Crash course on mitochondrial genetics
There are approximately 23.000 genes in the human nucleus, coding for nearly every process in the body. The nucleus doesn't hold all the DNA of the cell though. Billions of years ago, one early life form absorbed another, and they began a symbiotic relationship. The absorber provided shelter and nutrients to the absorbee, who specialized in the production of energy. As time passed, the absorbee gradually ceased to function as an independent cell, instead acting as what we would now call an organelle, the mitochondria. The mitochondria's fitness was no longer influenced by genes that did things like build protective structures, so mutations went unchecked. Over time, these genes ceased to function completely.
The human mitochondria of today has only 37 genes, most of which are involved in its own processes. Because these genes control functions of energy production, they are VERY important; defects in some can have catastrophic effects on the cell, leading to eventual death. For this reason, the mitochondrial genes vary by very little over time; small changes can have very strong repercussions. (Answer in advance: differences in mtDNA between individuals is very largely centered on the non protein coding regions, to which you might have heard referenced as "junk DNA.")
Mutations in the DNA do occur though, and often lead to a collection of disorders that we call "mitochondrial diseases." Not all mitochondrial diseases are caused by mutations in the mtDNA; some aspects of energy production are controlled by nuclear DNA. This therapy would not be helpful for nuclear coded mitochondrial diseases, so they will be excluded from future reference.
Mitochondrial diseases have a wide range of symptoms, owing largely to the presence of mitochondria in nearly all eukaryotic cells. Essentially, what goes wrong depends on where the defective mitochondria are located, with some regions being preferred over others. Muscles and neurons tend to be the most strongly affected, leading to, respectively, fatigue, weakness, paralysis, and pain for muscle tissue, and nervous dysfunction (ranging from dementia to blindness) for neurons. The progression can be variable, but most mitochondrial diseases kill either in infancy/early childhood, or in early adulthood.

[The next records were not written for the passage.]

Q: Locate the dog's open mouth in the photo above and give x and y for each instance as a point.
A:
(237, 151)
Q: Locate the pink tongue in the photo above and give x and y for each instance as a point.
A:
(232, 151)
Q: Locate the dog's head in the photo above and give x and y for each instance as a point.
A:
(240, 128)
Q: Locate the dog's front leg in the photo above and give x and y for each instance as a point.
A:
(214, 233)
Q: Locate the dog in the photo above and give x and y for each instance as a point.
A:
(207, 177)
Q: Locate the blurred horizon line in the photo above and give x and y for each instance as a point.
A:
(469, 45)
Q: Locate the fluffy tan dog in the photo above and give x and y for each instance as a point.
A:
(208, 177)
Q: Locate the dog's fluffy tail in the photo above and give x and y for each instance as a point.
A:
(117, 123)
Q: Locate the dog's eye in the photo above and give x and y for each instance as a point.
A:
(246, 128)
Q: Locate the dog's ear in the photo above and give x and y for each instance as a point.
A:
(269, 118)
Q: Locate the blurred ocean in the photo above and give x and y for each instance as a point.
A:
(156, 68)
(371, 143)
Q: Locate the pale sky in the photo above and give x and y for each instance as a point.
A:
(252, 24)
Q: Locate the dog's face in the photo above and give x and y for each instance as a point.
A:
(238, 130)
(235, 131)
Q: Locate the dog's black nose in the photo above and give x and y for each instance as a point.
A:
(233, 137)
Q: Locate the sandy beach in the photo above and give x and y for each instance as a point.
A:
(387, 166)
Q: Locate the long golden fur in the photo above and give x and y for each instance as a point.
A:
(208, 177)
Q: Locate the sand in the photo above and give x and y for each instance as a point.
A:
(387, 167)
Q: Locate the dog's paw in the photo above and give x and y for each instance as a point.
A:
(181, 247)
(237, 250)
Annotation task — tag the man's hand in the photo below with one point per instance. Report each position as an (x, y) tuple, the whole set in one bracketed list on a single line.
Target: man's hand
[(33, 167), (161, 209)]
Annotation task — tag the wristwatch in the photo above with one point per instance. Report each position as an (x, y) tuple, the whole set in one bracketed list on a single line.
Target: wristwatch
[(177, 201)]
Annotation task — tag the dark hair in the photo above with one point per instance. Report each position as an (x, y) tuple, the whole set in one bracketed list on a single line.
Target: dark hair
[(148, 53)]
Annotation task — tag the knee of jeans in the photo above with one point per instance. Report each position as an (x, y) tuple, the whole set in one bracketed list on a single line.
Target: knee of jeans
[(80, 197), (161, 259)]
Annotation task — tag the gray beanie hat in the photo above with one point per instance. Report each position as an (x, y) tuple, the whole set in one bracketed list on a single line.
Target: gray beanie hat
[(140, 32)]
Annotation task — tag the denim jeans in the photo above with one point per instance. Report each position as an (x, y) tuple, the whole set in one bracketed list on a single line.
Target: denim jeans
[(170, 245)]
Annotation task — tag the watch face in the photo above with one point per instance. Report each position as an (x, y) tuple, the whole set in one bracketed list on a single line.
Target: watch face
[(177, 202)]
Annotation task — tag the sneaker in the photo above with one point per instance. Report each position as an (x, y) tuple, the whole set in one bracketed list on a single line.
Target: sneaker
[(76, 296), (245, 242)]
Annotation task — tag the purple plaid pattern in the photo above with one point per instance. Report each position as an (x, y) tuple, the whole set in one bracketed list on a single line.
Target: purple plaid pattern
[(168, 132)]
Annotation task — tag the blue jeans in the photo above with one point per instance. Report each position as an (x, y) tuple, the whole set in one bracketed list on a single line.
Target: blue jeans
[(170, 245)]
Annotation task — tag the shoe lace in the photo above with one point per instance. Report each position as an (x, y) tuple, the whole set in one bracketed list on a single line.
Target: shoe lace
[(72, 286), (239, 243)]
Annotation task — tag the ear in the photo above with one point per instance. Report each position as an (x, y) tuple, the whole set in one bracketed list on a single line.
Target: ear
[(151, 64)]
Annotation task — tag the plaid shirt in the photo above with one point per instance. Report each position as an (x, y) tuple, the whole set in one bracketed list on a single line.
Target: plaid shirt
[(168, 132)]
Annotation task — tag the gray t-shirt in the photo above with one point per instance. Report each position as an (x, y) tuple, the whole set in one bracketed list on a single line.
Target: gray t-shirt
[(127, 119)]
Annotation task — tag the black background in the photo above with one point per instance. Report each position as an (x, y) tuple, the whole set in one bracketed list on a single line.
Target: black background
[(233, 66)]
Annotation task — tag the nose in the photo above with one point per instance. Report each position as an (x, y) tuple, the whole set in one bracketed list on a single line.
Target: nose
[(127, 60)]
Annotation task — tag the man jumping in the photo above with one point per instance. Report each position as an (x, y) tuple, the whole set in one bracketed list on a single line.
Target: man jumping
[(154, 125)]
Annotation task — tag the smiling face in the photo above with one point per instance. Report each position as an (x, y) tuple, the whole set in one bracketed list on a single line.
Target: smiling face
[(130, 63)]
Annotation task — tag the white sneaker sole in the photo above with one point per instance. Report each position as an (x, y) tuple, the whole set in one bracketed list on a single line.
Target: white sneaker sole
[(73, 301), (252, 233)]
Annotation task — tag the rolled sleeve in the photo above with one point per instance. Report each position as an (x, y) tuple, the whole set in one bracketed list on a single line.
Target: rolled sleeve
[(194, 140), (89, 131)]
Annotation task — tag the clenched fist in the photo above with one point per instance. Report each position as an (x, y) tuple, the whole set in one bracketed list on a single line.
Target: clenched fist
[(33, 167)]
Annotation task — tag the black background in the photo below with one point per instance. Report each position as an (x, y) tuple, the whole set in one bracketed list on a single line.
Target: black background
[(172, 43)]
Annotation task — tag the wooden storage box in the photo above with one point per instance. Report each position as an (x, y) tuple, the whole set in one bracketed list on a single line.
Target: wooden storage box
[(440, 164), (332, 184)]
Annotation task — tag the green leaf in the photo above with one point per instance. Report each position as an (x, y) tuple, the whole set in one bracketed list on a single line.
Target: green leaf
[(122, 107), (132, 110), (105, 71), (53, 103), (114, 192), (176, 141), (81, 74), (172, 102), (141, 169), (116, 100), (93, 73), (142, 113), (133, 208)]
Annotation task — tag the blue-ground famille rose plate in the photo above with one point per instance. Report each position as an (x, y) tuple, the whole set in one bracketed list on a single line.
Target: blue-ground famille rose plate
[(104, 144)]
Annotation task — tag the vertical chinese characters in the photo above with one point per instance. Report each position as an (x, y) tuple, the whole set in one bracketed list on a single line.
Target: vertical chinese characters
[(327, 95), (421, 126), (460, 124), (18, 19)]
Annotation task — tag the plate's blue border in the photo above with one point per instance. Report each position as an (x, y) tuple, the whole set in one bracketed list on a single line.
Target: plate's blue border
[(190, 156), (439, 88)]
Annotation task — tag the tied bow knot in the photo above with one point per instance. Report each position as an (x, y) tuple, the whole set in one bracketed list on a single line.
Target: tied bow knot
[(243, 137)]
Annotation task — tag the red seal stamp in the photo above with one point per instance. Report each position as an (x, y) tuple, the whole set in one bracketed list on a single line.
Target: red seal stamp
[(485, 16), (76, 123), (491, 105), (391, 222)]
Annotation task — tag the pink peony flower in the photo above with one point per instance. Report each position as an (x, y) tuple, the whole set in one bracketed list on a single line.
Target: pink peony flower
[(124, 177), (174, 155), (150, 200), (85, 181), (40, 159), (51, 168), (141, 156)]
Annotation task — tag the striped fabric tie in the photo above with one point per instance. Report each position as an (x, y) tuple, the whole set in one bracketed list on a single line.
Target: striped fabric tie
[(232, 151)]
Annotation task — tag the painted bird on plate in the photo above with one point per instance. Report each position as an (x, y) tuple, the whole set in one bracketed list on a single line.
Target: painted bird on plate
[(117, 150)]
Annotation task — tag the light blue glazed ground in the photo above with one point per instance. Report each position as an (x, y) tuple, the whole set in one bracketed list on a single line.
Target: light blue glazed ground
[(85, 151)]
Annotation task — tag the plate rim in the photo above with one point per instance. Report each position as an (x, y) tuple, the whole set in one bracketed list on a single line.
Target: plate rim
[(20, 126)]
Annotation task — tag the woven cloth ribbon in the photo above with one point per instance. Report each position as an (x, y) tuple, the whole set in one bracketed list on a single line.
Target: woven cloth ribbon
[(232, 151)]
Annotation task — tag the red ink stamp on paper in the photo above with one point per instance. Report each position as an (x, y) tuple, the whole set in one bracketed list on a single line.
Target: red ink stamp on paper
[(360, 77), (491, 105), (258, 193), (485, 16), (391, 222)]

How do these defective mitochondria continue to propagate? Essentially, most cells in your body have a good number of mitochondria, ranging from less than 100 to more than 10.000. One defective mitochondria won't ruin the lot of the cell; the mitochondria won't operate properly, which might have some impact, but there are others there that pick up the slack. Most mitochondrial disease clusters have a threshold level of necessary defective mitochondria to display clinical symptoms, that is there's a tipping point, after which the cell will be unable to operate properly. I don't know many off the top of my head, but the Kearns-Sayre/CPEO cluster tends to be about a 65% defect threshold.
Replacing the mitochondria of the embryo's cells will only affect the reproduction of future mitochondria; it won't have an effect on the nuclear DNA. The treatment offers a promising step towards treating mitochondrial diseases, but in its current state it has no use in allowing gays to have children, or allowing parents to design the perfect child.